つまり、氷水を使って急速冷却を行い、菌が発生しやすい温度帯の時間を可能な限り短くする必要があります。

調乳の温度

厚生労働省の『育児用調製粉乳中のEnterobacter sakazakiiに関するQ&A』では以下のように記載されています。

2004年2月の専門家会合の報告によると、本菌は70℃以上の温度で速やかに不活化するとされています。また、社団法人日本乳業協会は、上記の報告を踏まえ、医療機関に対し育児用調製粉乳について80℃前後の熱湯による調乳、又は調乳後一旦80℃前後に一旦加熱後冷却する方法を推奨しています。
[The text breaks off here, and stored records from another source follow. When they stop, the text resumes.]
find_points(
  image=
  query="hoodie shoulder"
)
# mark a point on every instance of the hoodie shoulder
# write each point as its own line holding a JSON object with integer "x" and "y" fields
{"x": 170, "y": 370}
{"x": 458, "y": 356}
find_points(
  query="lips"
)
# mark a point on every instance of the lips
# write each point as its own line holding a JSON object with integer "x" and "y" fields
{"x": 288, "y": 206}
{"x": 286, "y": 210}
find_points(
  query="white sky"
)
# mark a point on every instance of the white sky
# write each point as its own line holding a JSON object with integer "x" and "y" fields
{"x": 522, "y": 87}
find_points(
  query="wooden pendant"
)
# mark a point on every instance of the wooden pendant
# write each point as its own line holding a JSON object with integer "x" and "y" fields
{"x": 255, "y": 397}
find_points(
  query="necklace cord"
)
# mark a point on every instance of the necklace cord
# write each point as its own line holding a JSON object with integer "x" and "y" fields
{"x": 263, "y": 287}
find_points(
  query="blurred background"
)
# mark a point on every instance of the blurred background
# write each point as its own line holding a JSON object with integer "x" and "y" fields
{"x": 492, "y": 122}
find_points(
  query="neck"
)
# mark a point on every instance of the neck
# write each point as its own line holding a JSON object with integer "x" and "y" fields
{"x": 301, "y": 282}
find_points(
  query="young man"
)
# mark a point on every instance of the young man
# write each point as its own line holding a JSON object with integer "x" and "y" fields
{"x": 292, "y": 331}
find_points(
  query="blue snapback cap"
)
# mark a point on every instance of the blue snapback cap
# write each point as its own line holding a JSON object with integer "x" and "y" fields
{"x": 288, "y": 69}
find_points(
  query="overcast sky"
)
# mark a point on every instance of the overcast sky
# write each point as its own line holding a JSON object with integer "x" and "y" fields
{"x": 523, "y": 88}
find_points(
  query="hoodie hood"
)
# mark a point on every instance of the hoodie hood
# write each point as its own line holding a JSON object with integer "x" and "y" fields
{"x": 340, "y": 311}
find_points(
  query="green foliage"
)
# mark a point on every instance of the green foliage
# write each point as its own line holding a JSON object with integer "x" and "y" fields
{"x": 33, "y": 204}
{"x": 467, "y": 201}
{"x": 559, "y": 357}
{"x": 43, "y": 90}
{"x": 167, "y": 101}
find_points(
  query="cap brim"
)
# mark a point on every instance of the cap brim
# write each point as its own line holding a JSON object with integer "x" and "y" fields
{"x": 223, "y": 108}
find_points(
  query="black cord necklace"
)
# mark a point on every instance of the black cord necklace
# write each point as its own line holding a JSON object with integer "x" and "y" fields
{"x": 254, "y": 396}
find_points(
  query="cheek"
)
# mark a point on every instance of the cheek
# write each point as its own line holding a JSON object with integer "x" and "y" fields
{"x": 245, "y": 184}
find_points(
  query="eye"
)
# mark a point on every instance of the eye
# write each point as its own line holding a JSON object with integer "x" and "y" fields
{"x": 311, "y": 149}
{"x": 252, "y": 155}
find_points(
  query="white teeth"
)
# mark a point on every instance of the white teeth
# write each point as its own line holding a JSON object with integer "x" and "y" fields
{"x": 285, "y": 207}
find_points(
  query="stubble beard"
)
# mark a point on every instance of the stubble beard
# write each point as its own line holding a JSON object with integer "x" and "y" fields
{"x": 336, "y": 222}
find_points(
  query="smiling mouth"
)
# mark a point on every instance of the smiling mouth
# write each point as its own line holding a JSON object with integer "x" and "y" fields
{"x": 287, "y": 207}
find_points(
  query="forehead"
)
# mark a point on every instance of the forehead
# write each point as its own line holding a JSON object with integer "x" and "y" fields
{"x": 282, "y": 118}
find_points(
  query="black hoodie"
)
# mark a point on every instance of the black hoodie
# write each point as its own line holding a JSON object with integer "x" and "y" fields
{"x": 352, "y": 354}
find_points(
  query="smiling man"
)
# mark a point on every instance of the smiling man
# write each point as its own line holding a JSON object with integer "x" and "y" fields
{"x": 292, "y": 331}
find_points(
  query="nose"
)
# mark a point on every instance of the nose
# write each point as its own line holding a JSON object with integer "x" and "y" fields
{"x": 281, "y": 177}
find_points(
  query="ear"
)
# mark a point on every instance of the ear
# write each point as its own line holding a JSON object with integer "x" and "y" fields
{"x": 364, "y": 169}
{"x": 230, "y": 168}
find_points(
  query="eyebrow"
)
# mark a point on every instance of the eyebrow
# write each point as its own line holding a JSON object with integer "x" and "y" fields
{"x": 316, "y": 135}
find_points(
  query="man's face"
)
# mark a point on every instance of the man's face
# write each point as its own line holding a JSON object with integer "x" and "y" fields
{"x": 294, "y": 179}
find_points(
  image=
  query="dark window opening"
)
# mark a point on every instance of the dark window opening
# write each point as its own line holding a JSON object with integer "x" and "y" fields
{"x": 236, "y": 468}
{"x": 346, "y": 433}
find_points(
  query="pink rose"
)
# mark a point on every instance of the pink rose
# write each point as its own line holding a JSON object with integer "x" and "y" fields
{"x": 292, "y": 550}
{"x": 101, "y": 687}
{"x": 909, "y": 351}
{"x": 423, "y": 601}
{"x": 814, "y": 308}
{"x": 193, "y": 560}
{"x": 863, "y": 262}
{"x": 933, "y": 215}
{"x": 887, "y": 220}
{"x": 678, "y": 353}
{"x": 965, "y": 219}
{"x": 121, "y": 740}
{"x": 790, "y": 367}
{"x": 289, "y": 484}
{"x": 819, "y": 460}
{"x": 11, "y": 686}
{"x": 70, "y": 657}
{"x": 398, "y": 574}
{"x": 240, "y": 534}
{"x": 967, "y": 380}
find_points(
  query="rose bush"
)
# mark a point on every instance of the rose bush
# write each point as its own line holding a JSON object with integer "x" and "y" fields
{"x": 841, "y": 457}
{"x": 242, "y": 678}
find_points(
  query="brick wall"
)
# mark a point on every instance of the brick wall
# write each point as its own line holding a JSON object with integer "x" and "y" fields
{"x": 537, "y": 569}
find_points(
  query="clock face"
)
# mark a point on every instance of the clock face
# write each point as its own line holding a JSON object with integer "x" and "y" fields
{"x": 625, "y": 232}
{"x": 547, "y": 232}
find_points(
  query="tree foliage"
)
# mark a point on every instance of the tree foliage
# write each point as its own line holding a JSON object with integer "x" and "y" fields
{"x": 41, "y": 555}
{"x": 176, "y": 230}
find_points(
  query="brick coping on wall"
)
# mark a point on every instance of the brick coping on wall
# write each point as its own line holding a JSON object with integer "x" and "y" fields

調乳は70℃『以上』が重要ですが、80℃前後の熱湯でも良いようです。

調乳は熱湯でも良いのか?

厚生労働省の『乳児用調製粉乳の安全な調乳、保存及び取扱いに関するガイドライン』の付録3では、以下のように記載されています。

「調乳時に熱湯を用いることによるビタミンレベルの低下」に関するデータによれば、ビタミンCが大きな影響を受ける唯一のビタミンであることが示された。(中略)熱湯によって調乳された後も、(試験に用いた)4種類の粉乳の内3つについては、その表示よりも高いレベルでビタミンCが含有されていた。残る検体では(中略)乳児用調製粉乳の規格で要求されるビタミンCの最小レベルよりも依然として高いものであった。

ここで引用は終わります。